A huge shortage of copper is looming, mining and commodities giant Glencore said in an investor update this week, reiterating warnings from other industry players and analysts that a supply crunch could slow the energy transition.

Commodity shortages are looming, and significant mine development is lagging, the mining giant said in a presentation.

“There’s a huge deficit coming in copper, and as much as people write about it, the price is not yet reflecting it,” Glencore’s chief executive Gary Nagle told analysts at the presentation, as carried by Bloomberg.

According to Glencore’s estimates, under the net-zero emissions pathway of the International Energy Agency (IEA), the world will be more than 50 million tons short of copper between 2022 and 2030.
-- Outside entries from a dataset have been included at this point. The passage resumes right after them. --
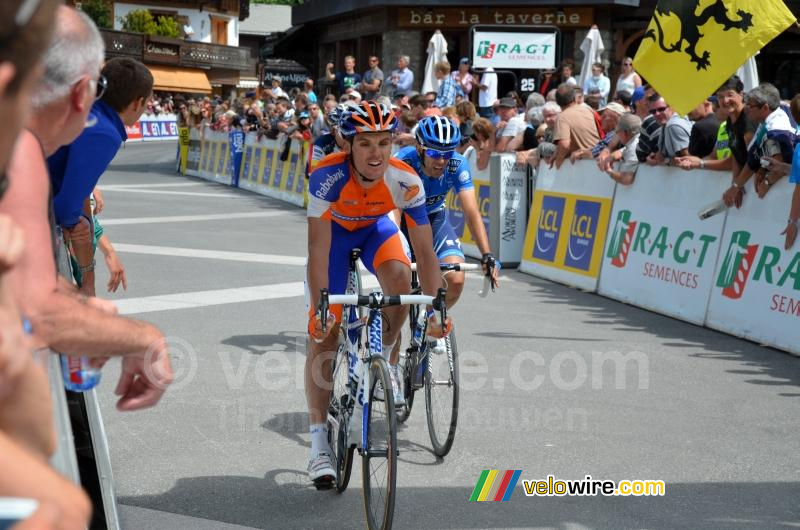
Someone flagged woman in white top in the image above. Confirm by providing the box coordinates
[614,57,642,96]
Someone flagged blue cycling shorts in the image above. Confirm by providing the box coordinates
[306,215,411,321]
[403,208,465,262]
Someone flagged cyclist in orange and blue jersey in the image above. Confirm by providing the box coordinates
[395,116,499,352]
[306,103,351,178]
[305,101,450,485]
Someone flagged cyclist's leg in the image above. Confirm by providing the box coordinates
[361,212,411,364]
[428,206,464,309]
[305,223,351,478]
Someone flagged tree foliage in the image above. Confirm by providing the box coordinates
[81,0,111,28]
[120,9,181,38]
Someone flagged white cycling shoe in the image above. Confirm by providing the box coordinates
[308,452,336,490]
[428,338,447,355]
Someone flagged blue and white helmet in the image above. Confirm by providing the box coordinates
[416,116,461,151]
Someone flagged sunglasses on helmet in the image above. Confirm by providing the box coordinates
[425,149,455,160]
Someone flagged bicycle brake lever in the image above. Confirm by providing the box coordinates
[434,287,447,329]
[319,289,329,333]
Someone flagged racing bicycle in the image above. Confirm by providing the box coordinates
[397,263,495,457]
[318,249,447,529]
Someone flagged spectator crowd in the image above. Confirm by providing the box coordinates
[0,0,800,528]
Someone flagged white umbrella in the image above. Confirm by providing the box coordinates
[736,53,758,92]
[578,24,606,88]
[422,29,447,94]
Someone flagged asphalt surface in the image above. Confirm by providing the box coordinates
[92,144,800,529]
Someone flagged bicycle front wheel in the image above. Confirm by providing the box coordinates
[361,357,397,530]
[425,330,458,457]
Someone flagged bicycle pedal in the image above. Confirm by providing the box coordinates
[314,475,336,491]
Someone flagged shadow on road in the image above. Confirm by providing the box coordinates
[221,331,306,357]
[516,274,800,397]
[119,474,800,530]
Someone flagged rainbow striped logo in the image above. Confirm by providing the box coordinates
[469,469,522,501]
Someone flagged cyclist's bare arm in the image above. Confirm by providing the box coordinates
[458,189,500,286]
[458,188,492,254]
[308,217,331,307]
[408,219,442,296]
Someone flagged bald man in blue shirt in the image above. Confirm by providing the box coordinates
[47,58,153,296]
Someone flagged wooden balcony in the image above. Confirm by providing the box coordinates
[100,29,256,71]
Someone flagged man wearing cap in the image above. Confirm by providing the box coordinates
[631,85,661,162]
[389,55,414,97]
[688,98,719,158]
[553,83,602,169]
[495,98,527,153]
[569,102,625,163]
[451,57,475,99]
[361,55,383,100]
[645,93,692,166]
[325,55,361,96]
[270,75,286,99]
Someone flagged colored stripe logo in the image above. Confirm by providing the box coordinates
[469,469,522,501]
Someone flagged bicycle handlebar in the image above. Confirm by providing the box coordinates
[318,289,447,333]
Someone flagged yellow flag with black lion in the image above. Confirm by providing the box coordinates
[634,0,795,114]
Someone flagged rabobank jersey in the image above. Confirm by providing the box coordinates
[306,153,428,232]
[306,133,340,178]
[394,146,474,213]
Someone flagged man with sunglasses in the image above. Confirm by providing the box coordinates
[646,93,692,166]
[395,116,499,351]
[47,58,153,296]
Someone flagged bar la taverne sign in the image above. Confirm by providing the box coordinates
[397,6,594,29]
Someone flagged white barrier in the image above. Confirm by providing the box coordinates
[490,153,528,267]
[706,179,800,355]
[125,114,178,142]
[598,165,731,325]
[198,129,233,185]
[239,133,309,207]
[519,160,615,291]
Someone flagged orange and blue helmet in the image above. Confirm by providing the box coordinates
[339,101,397,138]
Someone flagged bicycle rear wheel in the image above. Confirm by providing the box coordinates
[425,330,458,457]
[328,336,355,493]
[361,357,397,530]
[397,305,419,423]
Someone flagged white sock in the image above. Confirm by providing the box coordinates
[309,423,330,456]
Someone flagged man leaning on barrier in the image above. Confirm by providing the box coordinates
[605,112,642,186]
[722,83,795,208]
[0,7,173,410]
[47,57,153,296]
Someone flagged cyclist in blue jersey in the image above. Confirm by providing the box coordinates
[306,103,352,178]
[395,116,499,350]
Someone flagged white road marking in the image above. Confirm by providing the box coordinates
[114,245,306,266]
[115,276,378,315]
[100,210,290,226]
[100,182,205,191]
[100,187,244,199]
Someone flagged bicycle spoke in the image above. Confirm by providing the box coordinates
[425,333,458,457]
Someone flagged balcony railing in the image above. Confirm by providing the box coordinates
[100,29,255,71]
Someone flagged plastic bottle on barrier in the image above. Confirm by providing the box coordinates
[60,353,100,392]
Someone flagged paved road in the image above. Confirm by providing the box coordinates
[92,144,800,529]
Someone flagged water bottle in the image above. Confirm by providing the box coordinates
[60,353,100,392]
[697,199,728,221]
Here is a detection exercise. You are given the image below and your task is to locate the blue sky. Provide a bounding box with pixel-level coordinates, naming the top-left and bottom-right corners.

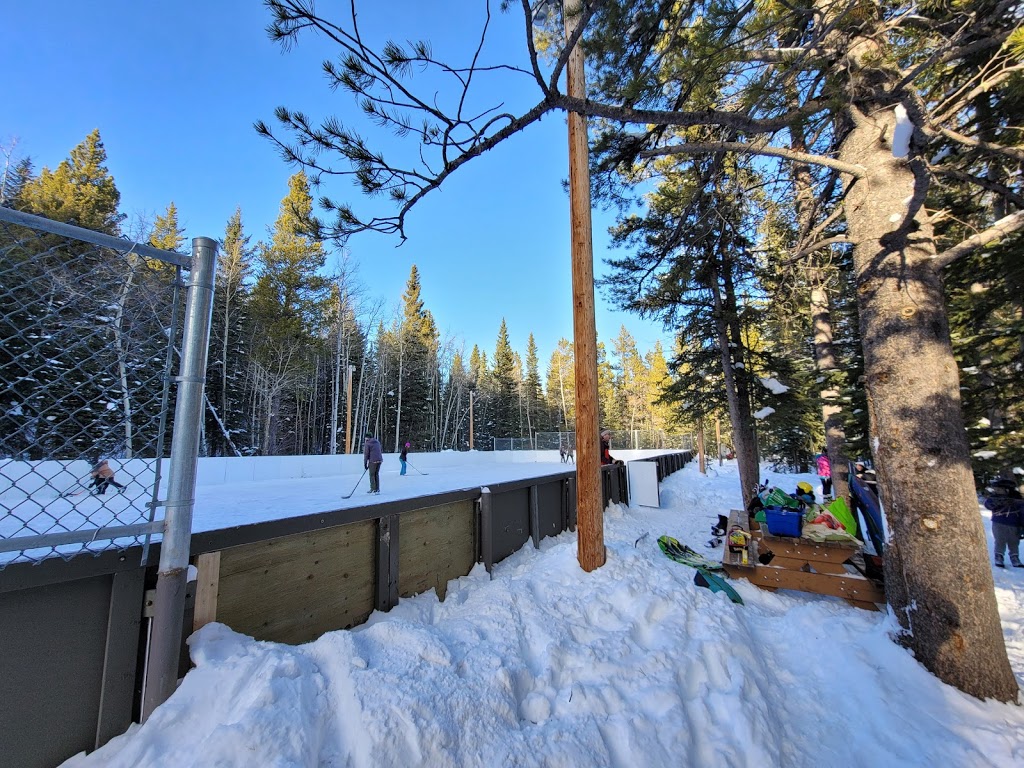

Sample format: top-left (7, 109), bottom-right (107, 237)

top-left (0, 0), bottom-right (669, 368)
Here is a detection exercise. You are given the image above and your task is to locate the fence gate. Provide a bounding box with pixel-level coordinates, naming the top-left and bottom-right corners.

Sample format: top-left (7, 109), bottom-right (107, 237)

top-left (0, 208), bottom-right (198, 568)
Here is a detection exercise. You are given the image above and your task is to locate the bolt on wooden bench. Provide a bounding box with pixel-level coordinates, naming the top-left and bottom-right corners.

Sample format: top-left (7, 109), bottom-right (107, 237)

top-left (722, 510), bottom-right (886, 610)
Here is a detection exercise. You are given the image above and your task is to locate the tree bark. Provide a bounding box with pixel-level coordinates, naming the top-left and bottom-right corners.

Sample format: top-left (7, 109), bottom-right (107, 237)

top-left (811, 280), bottom-right (850, 501)
top-left (840, 108), bottom-right (1018, 701)
top-left (711, 265), bottom-right (761, 509)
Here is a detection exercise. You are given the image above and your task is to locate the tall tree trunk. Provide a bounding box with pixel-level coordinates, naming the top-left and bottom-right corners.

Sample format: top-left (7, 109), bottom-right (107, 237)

top-left (712, 267), bottom-right (761, 509)
top-left (811, 280), bottom-right (850, 500)
top-left (840, 104), bottom-right (1018, 701)
top-left (791, 126), bottom-right (850, 501)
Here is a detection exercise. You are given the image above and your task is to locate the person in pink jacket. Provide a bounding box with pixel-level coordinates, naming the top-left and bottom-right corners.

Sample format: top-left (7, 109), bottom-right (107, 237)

top-left (814, 453), bottom-right (831, 497)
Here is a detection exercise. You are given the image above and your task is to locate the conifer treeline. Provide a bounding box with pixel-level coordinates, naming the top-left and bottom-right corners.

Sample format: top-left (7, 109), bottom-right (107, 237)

top-left (0, 131), bottom-right (1024, 469)
top-left (3, 131), bottom-right (678, 458)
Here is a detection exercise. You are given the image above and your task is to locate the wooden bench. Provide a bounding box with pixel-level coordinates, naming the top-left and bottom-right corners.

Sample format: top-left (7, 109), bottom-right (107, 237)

top-left (722, 510), bottom-right (886, 610)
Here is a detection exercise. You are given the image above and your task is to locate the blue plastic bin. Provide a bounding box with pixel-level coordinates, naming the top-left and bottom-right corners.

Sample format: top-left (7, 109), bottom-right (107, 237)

top-left (765, 507), bottom-right (804, 537)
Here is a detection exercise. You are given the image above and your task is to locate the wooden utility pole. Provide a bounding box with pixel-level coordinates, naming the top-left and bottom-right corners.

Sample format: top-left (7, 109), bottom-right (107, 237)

top-left (345, 366), bottom-right (355, 454)
top-left (715, 416), bottom-right (722, 467)
top-left (697, 418), bottom-right (708, 475)
top-left (562, 0), bottom-right (605, 571)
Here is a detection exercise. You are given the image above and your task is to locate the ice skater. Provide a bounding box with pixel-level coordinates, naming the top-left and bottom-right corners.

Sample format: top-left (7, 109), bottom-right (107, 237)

top-left (89, 459), bottom-right (124, 496)
top-left (398, 442), bottom-right (410, 475)
top-left (362, 432), bottom-right (384, 494)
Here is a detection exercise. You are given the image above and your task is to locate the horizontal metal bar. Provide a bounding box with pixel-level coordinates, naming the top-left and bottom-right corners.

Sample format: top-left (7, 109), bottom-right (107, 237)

top-left (0, 520), bottom-right (164, 552)
top-left (0, 207), bottom-right (191, 268)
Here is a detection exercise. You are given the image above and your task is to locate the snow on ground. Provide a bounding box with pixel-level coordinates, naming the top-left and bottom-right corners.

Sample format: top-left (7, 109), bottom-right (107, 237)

top-left (66, 462), bottom-right (1024, 768)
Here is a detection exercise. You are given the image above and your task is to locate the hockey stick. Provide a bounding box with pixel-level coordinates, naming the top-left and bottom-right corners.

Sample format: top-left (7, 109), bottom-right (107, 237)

top-left (341, 469), bottom-right (370, 499)
top-left (59, 480), bottom-right (89, 499)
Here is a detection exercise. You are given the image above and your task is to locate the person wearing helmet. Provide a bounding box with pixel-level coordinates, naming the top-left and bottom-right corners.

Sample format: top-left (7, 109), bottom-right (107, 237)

top-left (985, 477), bottom-right (1024, 568)
top-left (398, 442), bottom-right (409, 475)
top-left (793, 480), bottom-right (814, 504)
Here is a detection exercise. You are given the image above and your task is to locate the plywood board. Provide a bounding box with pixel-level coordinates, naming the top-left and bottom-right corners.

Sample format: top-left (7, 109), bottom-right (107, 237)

top-left (626, 461), bottom-right (662, 507)
top-left (193, 552), bottom-right (220, 632)
top-left (398, 501), bottom-right (476, 600)
top-left (217, 520), bottom-right (377, 643)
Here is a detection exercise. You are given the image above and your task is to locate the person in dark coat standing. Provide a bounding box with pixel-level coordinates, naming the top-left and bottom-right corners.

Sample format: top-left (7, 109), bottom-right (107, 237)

top-left (985, 477), bottom-right (1024, 568)
top-left (362, 432), bottom-right (384, 494)
top-left (601, 429), bottom-right (622, 467)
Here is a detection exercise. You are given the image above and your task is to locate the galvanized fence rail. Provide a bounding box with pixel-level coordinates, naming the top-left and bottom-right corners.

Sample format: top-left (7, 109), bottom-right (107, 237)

top-left (0, 208), bottom-right (190, 568)
top-left (492, 429), bottom-right (693, 452)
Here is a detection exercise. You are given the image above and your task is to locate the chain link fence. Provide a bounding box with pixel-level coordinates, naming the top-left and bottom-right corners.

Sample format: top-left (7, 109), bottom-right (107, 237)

top-left (0, 208), bottom-right (190, 568)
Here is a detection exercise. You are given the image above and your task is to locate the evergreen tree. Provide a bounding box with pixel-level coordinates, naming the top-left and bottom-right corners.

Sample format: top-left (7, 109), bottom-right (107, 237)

top-left (394, 264), bottom-right (439, 451)
top-left (545, 339), bottom-right (575, 431)
top-left (523, 334), bottom-right (549, 434)
top-left (0, 143), bottom-right (34, 208)
top-left (20, 129), bottom-right (124, 234)
top-left (249, 171), bottom-right (330, 455)
top-left (150, 201), bottom-right (185, 253)
top-left (490, 317), bottom-right (519, 437)
top-left (206, 208), bottom-right (255, 456)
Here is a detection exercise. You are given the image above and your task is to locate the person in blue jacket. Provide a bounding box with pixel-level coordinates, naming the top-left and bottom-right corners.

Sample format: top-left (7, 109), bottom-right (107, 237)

top-left (362, 432), bottom-right (384, 494)
top-left (985, 477), bottom-right (1024, 568)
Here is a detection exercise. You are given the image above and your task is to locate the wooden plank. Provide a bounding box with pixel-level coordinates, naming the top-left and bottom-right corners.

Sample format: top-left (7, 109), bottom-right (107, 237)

top-left (217, 520), bottom-right (377, 643)
top-left (398, 502), bottom-right (476, 600)
top-left (95, 568), bottom-right (145, 749)
top-left (193, 552), bottom-right (220, 632)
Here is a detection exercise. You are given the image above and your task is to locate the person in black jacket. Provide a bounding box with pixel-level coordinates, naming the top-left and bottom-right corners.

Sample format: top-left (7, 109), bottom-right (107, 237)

top-left (601, 429), bottom-right (622, 467)
top-left (985, 477), bottom-right (1024, 568)
top-left (362, 432), bottom-right (384, 494)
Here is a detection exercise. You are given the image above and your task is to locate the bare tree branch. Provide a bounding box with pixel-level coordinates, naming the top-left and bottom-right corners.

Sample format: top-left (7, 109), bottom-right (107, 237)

top-left (937, 127), bottom-right (1024, 160)
top-left (932, 211), bottom-right (1024, 269)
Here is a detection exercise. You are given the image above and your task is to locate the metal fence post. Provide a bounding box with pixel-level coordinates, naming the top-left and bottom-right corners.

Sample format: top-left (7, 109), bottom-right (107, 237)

top-left (142, 238), bottom-right (217, 721)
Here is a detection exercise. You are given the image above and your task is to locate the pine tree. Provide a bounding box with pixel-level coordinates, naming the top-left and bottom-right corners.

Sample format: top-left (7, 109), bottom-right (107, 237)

top-left (22, 129), bottom-right (124, 234)
top-left (490, 317), bottom-right (519, 437)
top-left (545, 339), bottom-right (575, 431)
top-left (394, 264), bottom-right (440, 451)
top-left (206, 208), bottom-right (255, 456)
top-left (523, 334), bottom-right (549, 434)
top-left (150, 201), bottom-right (185, 253)
top-left (249, 171), bottom-right (330, 455)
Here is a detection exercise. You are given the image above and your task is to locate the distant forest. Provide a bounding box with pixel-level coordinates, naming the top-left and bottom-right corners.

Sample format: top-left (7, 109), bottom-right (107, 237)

top-left (0, 130), bottom-right (1024, 483)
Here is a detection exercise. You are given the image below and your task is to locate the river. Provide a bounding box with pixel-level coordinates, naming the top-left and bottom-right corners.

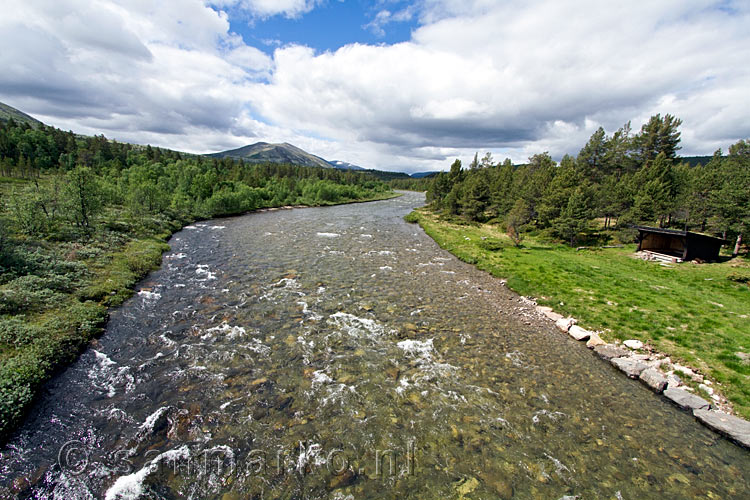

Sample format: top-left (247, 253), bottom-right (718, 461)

top-left (0, 193), bottom-right (750, 500)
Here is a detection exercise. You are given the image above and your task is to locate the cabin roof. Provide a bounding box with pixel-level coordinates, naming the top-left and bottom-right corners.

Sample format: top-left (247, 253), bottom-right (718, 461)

top-left (633, 226), bottom-right (727, 245)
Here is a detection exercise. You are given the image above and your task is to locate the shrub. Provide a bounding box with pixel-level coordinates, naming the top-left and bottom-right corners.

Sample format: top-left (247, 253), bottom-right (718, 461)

top-left (404, 212), bottom-right (419, 224)
top-left (479, 238), bottom-right (505, 252)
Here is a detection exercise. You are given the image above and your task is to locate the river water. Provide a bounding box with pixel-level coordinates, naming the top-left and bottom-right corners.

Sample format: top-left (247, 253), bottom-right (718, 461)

top-left (0, 193), bottom-right (750, 500)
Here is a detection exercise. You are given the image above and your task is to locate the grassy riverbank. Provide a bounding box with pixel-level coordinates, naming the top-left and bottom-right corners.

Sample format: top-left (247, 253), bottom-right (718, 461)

top-left (0, 173), bottom-right (398, 441)
top-left (407, 209), bottom-right (750, 418)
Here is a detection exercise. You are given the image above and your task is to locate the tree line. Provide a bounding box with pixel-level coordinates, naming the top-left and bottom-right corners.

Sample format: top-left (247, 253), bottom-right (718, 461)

top-left (0, 120), bottom-right (389, 237)
top-left (427, 114), bottom-right (750, 255)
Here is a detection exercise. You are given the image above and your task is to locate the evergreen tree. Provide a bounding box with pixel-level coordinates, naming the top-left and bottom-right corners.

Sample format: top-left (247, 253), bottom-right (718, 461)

top-left (552, 186), bottom-right (591, 246)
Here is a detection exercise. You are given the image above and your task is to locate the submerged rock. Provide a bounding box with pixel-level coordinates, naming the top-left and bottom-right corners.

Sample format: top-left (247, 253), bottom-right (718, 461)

top-left (664, 387), bottom-right (711, 410)
top-left (328, 469), bottom-right (357, 490)
top-left (586, 333), bottom-right (606, 349)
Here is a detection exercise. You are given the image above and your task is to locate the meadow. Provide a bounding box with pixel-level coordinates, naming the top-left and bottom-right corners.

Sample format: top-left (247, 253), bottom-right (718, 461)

top-left (407, 209), bottom-right (750, 418)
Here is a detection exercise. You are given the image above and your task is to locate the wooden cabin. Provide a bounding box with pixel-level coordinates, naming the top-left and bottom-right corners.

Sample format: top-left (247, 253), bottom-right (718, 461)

top-left (635, 226), bottom-right (726, 262)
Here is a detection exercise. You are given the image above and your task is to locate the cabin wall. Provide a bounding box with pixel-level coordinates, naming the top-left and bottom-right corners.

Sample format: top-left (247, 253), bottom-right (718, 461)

top-left (685, 238), bottom-right (721, 261)
top-left (638, 233), bottom-right (685, 257)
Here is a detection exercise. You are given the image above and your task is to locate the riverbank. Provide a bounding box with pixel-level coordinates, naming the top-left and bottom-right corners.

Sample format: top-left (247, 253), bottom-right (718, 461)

top-left (409, 209), bottom-right (750, 419)
top-left (0, 188), bottom-right (400, 442)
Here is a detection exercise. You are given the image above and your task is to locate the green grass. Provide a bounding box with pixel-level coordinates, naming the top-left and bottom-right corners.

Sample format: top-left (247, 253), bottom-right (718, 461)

top-left (412, 209), bottom-right (750, 418)
top-left (0, 178), bottom-right (399, 442)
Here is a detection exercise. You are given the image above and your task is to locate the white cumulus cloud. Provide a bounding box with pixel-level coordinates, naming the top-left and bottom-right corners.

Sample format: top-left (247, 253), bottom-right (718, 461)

top-left (0, 0), bottom-right (750, 171)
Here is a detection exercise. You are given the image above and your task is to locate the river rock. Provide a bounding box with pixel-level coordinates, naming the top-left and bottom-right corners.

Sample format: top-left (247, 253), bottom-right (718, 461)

top-left (639, 368), bottom-right (667, 393)
top-left (693, 409), bottom-right (750, 448)
top-left (328, 469), bottom-right (357, 490)
top-left (609, 358), bottom-right (648, 378)
top-left (568, 325), bottom-right (591, 340)
top-left (586, 332), bottom-right (606, 349)
top-left (536, 306), bottom-right (563, 322)
top-left (623, 339), bottom-right (643, 349)
top-left (594, 344), bottom-right (628, 361)
top-left (555, 318), bottom-right (576, 333)
top-left (664, 387), bottom-right (711, 410)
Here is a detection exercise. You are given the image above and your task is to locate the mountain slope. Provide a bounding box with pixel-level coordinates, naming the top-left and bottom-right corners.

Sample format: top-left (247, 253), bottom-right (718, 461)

top-left (206, 142), bottom-right (331, 168)
top-left (328, 160), bottom-right (365, 170)
top-left (0, 102), bottom-right (42, 127)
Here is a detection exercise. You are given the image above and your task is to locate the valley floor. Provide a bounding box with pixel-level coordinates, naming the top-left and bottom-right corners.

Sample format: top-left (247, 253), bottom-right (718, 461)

top-left (410, 209), bottom-right (750, 419)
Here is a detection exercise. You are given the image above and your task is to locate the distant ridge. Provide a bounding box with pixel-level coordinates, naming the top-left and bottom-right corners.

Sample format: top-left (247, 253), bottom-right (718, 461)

top-left (328, 160), bottom-right (365, 170)
top-left (0, 102), bottom-right (42, 128)
top-left (205, 142), bottom-right (333, 168)
top-left (411, 170), bottom-right (440, 179)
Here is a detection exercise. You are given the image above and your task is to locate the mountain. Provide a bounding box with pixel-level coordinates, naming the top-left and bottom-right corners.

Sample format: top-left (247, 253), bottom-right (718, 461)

top-left (328, 160), bottom-right (365, 170)
top-left (411, 170), bottom-right (440, 179)
top-left (206, 142), bottom-right (332, 168)
top-left (0, 102), bottom-right (42, 127)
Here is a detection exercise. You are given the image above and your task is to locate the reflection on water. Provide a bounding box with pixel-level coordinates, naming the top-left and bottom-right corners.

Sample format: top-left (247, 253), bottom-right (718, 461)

top-left (0, 190), bottom-right (750, 500)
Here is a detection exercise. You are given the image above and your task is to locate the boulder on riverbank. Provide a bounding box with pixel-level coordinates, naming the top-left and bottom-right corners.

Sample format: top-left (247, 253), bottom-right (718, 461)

top-left (693, 409), bottom-right (750, 448)
top-left (555, 318), bottom-right (577, 333)
top-left (639, 368), bottom-right (667, 393)
top-left (609, 358), bottom-right (648, 378)
top-left (594, 344), bottom-right (629, 361)
top-left (664, 387), bottom-right (711, 410)
top-left (568, 325), bottom-right (591, 340)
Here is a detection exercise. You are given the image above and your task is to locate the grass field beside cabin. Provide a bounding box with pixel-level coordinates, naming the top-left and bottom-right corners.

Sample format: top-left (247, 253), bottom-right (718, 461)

top-left (407, 210), bottom-right (750, 418)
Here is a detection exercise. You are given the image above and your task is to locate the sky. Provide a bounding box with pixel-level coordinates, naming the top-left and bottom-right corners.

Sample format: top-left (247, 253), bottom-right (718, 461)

top-left (0, 0), bottom-right (750, 172)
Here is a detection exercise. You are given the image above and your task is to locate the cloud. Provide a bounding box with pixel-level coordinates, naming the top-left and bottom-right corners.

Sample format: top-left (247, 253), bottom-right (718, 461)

top-left (0, 0), bottom-right (750, 171)
top-left (248, 0), bottom-right (750, 169)
top-left (216, 0), bottom-right (322, 19)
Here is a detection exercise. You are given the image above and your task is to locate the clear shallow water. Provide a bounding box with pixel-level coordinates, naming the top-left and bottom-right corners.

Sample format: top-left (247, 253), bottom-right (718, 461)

top-left (0, 194), bottom-right (750, 500)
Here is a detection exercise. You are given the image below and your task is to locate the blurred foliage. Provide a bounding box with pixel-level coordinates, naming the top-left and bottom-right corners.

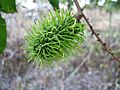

“But increasing mine supply is challenging given heightened country and operational risks and the industry remains wary of multi-billion dollar investment decisions,” Glencore said in the presentation.

The miner plans to expand its copper portfolio with a new project, El Pachon, in Argentina.

However, globally the copper industry’s expansionary capex is expected in 2025 to be at $12 billion, which would be 61% below the 2012 peak of $32 billion, Glencore said in its presentation, citing estimates from Wood Mackenzie.

The IEA has said for years that rising deployment of clean energy is “set to supercharge demand for critical minerals.” By weight, mineral demand in 2040 will be dominated by graphite, copper and nickel, the IEA said. The growing need for grid expansion will underpin a doubling of annual demand for copper and aluminum by 2040, the agency said last year.

Copper prices are set for a new record-high next year amid an “extremely” tight market, Goldman Sachs said this week.

“The sequential increase in policy targets and commitments to green transition, alongside a minimal supply response so far... have resulted in earlier and larger open-ended deficit conditions that essentially are already here, not beginning at some point in the future,” Nicholas Snowdon, metals strategist at Goldman Sachs, said, as carried by Financial Review.


Goldman expects copper prices to top in 2023 the current record-high of $10,845 per ton hit in March 2022, and raised its 12-month price target to $11,000 a ton from $9,000 per ton.